Christians often complain that the idea of a day of rest is dying because people no longer want it, but the impact of these two initiatives from our Jewish neighbours would suggest otherwise. There is a weariness of soul deeply embedded in the life of our generation and it longs for the kind of relief that mere recreation cannot provide.

The question then becomes, ‘How can we as Christians rediscover “the beauty of the Sabbath” for ourselves, so that we can share it with those around us?’ Surprising though it may seem, the answer doesn’t begin by focusing narrowly on the day itself, but on what fills it with significance. The recurring ‘Achilles’ heel’ of Sabbath appreciation in Bible times and throughout church history has been the tendency to reduce it to a religious institution shaped more by tradition than biblical truth.

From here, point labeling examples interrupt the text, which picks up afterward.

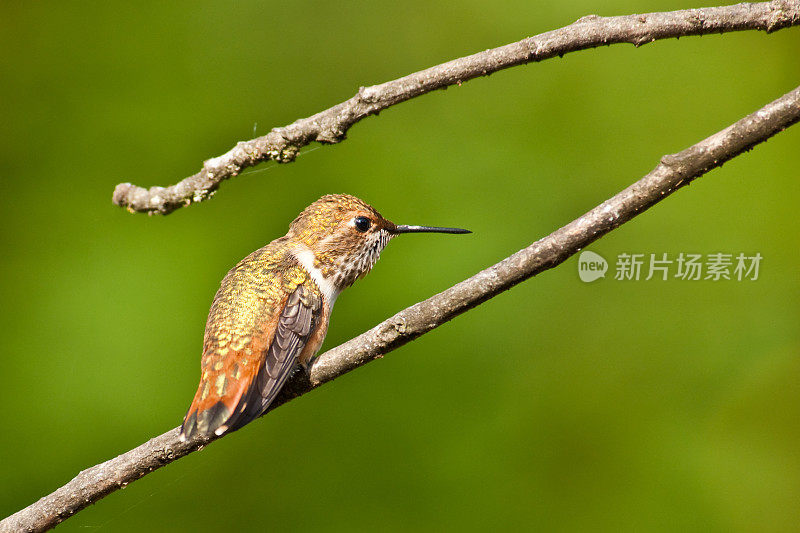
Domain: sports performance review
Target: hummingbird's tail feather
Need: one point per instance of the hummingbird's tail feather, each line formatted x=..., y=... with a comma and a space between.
x=237, y=387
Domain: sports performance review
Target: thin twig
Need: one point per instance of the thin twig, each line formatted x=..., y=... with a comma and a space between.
x=672, y=172
x=331, y=125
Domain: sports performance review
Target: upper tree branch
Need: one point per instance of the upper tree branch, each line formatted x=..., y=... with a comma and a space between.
x=672, y=172
x=331, y=125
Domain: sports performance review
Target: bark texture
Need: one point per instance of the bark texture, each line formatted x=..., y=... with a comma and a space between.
x=672, y=172
x=330, y=126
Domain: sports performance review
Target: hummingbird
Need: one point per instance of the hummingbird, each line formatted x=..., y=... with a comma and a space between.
x=271, y=312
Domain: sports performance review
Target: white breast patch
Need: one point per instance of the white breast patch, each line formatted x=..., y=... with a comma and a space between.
x=326, y=285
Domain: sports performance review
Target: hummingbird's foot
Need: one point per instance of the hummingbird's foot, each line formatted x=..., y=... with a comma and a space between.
x=307, y=367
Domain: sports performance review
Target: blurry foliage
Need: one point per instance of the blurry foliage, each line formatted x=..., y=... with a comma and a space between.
x=658, y=405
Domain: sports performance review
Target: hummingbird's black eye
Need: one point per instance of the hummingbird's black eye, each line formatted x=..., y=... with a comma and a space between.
x=362, y=223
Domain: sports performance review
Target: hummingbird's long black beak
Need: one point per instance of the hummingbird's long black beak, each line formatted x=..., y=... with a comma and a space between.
x=428, y=229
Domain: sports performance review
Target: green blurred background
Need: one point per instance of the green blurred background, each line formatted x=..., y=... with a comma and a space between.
x=649, y=405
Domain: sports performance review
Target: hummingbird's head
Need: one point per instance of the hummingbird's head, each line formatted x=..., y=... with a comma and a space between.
x=347, y=235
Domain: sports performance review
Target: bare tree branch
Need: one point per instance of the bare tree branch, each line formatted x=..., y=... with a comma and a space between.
x=672, y=173
x=331, y=125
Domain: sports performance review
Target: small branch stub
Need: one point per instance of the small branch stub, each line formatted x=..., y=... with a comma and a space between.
x=331, y=126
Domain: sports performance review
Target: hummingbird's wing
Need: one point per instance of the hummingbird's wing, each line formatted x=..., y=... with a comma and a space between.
x=254, y=337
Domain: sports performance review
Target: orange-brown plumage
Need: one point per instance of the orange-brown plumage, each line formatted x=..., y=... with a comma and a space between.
x=272, y=309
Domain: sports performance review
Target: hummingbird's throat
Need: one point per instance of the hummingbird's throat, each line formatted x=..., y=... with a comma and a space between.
x=334, y=269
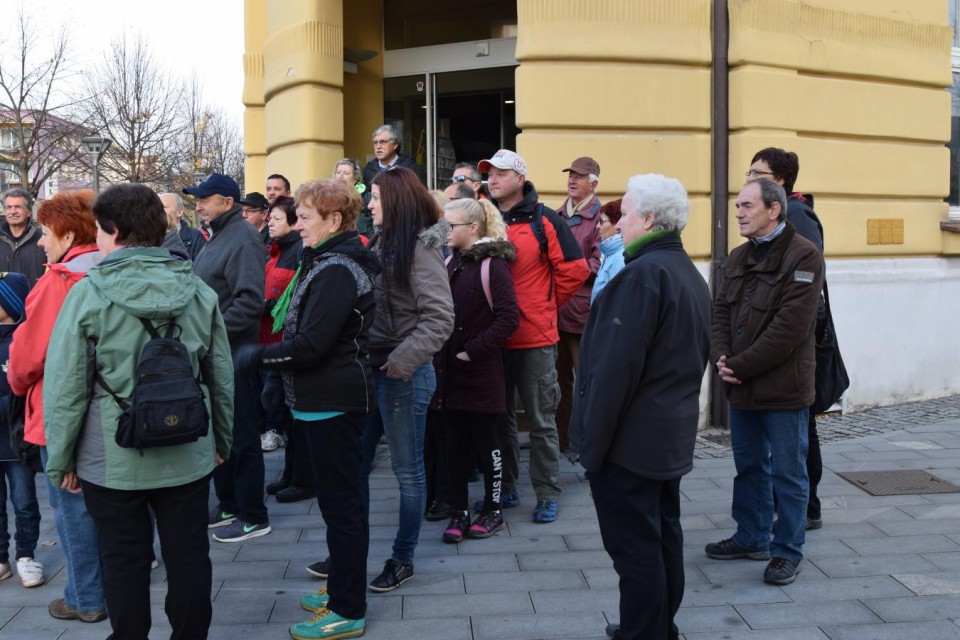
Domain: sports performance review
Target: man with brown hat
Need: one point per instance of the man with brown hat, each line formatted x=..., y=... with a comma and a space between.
x=579, y=211
x=254, y=210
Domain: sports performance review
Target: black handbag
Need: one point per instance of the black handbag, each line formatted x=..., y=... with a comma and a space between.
x=831, y=378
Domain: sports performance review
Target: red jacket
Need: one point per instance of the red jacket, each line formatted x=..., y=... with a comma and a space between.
x=282, y=266
x=583, y=225
x=543, y=282
x=28, y=352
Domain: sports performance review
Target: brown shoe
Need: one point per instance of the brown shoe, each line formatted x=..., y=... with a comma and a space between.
x=60, y=610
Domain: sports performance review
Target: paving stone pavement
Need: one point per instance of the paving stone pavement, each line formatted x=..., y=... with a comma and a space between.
x=881, y=567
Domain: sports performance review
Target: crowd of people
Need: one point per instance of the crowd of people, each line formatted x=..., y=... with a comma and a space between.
x=364, y=306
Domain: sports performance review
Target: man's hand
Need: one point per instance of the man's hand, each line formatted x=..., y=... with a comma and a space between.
x=391, y=371
x=726, y=373
x=71, y=482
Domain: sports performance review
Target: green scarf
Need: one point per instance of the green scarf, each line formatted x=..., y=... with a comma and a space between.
x=283, y=304
x=634, y=247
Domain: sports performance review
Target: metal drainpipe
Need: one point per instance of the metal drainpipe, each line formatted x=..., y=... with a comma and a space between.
x=721, y=132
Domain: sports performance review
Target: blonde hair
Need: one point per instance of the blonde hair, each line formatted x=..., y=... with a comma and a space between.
x=484, y=214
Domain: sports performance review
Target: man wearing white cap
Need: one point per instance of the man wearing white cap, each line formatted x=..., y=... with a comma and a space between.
x=548, y=270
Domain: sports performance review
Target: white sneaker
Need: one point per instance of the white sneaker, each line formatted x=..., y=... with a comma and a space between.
x=270, y=441
x=30, y=572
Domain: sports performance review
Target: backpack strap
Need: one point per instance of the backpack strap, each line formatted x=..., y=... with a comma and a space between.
x=485, y=281
x=484, y=278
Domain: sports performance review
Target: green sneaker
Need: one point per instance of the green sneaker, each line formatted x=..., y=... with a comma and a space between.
x=327, y=625
x=314, y=602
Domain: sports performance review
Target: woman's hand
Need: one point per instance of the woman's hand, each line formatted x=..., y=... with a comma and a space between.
x=391, y=371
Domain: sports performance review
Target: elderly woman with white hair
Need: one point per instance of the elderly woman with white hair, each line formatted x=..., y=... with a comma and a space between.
x=644, y=351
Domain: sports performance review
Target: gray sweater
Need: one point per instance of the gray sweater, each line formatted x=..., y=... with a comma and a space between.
x=233, y=264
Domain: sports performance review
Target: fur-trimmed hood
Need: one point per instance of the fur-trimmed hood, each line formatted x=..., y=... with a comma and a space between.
x=490, y=248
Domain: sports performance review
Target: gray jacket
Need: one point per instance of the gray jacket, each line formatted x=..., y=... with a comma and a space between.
x=411, y=324
x=233, y=263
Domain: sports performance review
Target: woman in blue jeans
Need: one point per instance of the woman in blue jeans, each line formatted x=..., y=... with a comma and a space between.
x=414, y=317
x=69, y=242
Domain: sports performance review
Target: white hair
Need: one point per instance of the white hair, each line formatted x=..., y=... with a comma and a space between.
x=664, y=197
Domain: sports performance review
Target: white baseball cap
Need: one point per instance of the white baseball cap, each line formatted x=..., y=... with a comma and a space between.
x=504, y=159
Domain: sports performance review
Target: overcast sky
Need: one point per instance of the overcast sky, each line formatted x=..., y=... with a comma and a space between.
x=186, y=36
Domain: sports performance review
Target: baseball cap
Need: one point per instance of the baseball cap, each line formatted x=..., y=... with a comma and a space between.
x=585, y=166
x=256, y=200
x=504, y=159
x=216, y=184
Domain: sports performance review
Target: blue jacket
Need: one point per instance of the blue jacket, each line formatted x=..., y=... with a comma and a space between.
x=6, y=337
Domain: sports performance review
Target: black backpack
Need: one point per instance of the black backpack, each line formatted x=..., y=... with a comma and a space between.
x=167, y=407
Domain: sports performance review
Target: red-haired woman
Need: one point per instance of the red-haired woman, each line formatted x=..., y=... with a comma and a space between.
x=69, y=240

When that happens, the day is reduced to nothing more than the ‘rules and regulations taught by men’, for which Jesus condemned so much of the religious observance encouraged by the Pharisees (Matthew 15:9). They had taken something good — a gift of God, given for the good of humankind and indeed of creation itself — and turned it into a mechanical observance that became oppressive.

Redemptive history

A key factor in recovering a biblically balanced understanding of the Sabbath is seeing the extent to which it is woven throughout the message of the Bible as a whole. It is one of the major themes — intimately bound up with the central theme of redemption — that runs literally from Genesis to Revelation. It is too big, and its various aspects so intricately bound up with each other, for it to be dissected into its component parts, for the church to use or discard at its own pleasure.

To use technical terminology, we need to grasp the place of the Sabbath in the flow of redemptive history and appreciate what it contributes to the way we are to understand redemption itself.

Supremely, this means understanding how it is designed to lead us to Christ (or, more accurately, to God through Christ), not just to find salvation, but also to enjoy its benefits in union and communion with the triune God.

In that sense, the Sabbath is a gospel issue, bound up with the gift of salvation God has provided through his Son. His promise of rest for the weary (Matthew 11:28-30) cannot be divorced from the day of rest with which he has blessed creation.

The author has ministered in Ireland, Camberwell and Philadelphia, USA, and is currently Minister of Bethel Presbyterian Church, Cardiff. He is also a trustee of the Banner of Truth Trust.